Не всегда. Но если инвазия губит посевы и мы не в состоянии ее остановить, то очищаем поле и отправляем все растительные отходы на переработку. Отходы тоже часть нашей системы, в нее входят «свои» насекомые, если можно так выразиться, они без проблем съедят испорченные растения вместе с вредителями. Все это закладывают в баки. Амебы в баках жрут все без разбора. От них мы получаем продукт, похожий на муку, а еще этиловый спирт для оставшихся машин, использующих жидкое топливо.

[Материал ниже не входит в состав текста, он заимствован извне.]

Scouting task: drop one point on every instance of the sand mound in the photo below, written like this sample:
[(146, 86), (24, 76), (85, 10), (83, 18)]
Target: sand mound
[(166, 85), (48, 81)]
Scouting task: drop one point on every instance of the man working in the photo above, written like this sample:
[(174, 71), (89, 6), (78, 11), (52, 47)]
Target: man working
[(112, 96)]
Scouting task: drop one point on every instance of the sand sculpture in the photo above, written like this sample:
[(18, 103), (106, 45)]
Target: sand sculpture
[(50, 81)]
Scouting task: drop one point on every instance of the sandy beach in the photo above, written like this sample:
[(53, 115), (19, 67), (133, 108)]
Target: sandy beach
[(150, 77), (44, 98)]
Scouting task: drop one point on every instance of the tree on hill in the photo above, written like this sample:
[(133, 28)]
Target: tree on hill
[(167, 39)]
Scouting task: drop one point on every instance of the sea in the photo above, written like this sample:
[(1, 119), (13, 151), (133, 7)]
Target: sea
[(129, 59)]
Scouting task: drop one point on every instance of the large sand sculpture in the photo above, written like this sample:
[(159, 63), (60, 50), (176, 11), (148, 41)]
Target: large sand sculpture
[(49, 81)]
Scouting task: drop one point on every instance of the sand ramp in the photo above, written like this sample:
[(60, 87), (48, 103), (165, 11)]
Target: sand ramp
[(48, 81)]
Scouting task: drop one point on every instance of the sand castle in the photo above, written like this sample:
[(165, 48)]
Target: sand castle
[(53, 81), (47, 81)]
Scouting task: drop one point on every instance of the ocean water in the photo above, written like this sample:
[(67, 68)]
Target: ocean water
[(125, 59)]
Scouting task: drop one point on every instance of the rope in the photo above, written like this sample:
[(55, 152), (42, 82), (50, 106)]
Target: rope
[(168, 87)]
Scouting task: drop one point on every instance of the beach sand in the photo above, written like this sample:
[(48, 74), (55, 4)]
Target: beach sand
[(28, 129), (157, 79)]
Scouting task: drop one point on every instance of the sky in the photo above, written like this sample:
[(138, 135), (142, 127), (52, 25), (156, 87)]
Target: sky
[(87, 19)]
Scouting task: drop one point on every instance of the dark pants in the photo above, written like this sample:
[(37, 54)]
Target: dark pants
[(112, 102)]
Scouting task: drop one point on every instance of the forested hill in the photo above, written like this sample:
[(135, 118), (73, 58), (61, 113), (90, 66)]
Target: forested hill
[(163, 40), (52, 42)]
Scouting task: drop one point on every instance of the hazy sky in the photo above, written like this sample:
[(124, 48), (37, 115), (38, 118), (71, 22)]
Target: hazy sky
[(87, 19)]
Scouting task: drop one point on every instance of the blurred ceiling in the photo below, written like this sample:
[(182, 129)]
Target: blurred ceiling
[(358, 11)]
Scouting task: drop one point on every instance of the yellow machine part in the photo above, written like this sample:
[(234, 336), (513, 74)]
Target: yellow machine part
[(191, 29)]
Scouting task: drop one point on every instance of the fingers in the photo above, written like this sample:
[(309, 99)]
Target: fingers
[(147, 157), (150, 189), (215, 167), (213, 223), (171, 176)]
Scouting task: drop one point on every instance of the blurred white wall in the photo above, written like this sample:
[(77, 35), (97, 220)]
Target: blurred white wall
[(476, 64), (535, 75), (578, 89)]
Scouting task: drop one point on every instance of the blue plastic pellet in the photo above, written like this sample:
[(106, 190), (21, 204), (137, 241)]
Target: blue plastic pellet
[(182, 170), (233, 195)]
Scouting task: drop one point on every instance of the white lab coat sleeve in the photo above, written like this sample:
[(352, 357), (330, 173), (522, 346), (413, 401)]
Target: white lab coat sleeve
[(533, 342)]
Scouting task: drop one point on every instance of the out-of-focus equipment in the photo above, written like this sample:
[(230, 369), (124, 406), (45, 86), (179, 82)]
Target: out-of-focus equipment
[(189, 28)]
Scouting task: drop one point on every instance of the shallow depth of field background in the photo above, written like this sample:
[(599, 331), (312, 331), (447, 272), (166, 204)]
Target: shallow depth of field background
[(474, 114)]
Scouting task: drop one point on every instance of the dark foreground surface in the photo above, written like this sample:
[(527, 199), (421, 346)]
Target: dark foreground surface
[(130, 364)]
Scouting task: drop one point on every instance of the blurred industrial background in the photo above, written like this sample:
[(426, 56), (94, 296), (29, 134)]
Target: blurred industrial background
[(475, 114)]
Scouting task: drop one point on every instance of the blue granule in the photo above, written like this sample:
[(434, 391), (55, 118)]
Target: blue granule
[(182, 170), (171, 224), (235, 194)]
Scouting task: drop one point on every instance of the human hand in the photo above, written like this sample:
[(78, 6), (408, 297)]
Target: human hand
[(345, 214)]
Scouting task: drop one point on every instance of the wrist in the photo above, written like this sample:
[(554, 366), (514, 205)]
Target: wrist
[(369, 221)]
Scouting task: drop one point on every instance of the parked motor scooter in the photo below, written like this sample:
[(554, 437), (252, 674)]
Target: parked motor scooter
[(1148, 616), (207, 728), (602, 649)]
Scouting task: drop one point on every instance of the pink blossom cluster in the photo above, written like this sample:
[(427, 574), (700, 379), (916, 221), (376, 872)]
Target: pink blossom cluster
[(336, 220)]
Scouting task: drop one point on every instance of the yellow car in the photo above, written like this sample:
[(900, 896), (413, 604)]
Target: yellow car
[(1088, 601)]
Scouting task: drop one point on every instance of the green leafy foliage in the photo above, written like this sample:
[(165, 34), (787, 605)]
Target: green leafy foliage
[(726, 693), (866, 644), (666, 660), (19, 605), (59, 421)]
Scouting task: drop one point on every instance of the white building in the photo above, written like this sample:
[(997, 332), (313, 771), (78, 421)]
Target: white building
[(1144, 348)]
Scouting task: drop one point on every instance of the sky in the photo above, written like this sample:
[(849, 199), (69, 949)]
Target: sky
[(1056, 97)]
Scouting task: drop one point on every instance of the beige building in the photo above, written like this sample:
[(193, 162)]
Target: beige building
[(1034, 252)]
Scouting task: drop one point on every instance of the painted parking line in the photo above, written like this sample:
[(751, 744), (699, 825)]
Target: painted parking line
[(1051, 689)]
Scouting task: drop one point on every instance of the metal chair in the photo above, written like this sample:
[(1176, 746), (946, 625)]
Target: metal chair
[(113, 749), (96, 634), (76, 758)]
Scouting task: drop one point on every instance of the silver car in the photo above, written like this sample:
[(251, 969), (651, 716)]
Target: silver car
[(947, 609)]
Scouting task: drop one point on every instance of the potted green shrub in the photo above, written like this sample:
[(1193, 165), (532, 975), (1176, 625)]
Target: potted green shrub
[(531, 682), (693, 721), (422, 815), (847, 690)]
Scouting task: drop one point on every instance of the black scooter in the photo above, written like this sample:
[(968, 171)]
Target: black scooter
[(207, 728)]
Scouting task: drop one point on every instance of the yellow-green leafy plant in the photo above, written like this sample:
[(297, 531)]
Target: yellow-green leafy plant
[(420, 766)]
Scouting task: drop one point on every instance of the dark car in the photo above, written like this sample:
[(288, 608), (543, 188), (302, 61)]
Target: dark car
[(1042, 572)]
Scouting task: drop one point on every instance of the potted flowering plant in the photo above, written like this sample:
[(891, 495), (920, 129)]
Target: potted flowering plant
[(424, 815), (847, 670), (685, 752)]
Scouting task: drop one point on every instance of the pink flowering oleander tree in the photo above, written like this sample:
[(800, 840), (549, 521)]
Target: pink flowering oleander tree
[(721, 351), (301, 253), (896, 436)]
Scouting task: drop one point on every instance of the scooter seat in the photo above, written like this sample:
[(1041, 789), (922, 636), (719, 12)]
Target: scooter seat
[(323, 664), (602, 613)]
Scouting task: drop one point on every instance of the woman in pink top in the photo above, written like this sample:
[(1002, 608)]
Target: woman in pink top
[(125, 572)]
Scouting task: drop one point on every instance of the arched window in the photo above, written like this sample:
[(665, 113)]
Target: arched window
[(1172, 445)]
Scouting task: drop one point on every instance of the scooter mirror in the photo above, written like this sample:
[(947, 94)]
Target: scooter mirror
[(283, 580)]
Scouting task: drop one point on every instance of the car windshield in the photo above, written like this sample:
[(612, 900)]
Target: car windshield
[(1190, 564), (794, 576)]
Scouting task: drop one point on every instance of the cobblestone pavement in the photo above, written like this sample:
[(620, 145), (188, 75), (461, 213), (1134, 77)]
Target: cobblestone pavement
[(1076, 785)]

В случае определенных инвазий мы выжигаем поле целиком, оставляем под паром на сезон или два, потом возвращаем в дело. Пытаемся сажать каждый раз что-нибудь другое. Учимся по ходу дела, работа еще не закончена.
– Значит, у вас есть «дети Кали» в форме микробактерий, – шутит Б. М опять хмурится.
– Все под солнцем имеет свой цикл, – отвечает Индра.
Это напоминает всем, что мы жаримся на полуденном солнце. Бешеные псы и англичане[8], ирландские женщины. Даже Б выглядит перегревшимся.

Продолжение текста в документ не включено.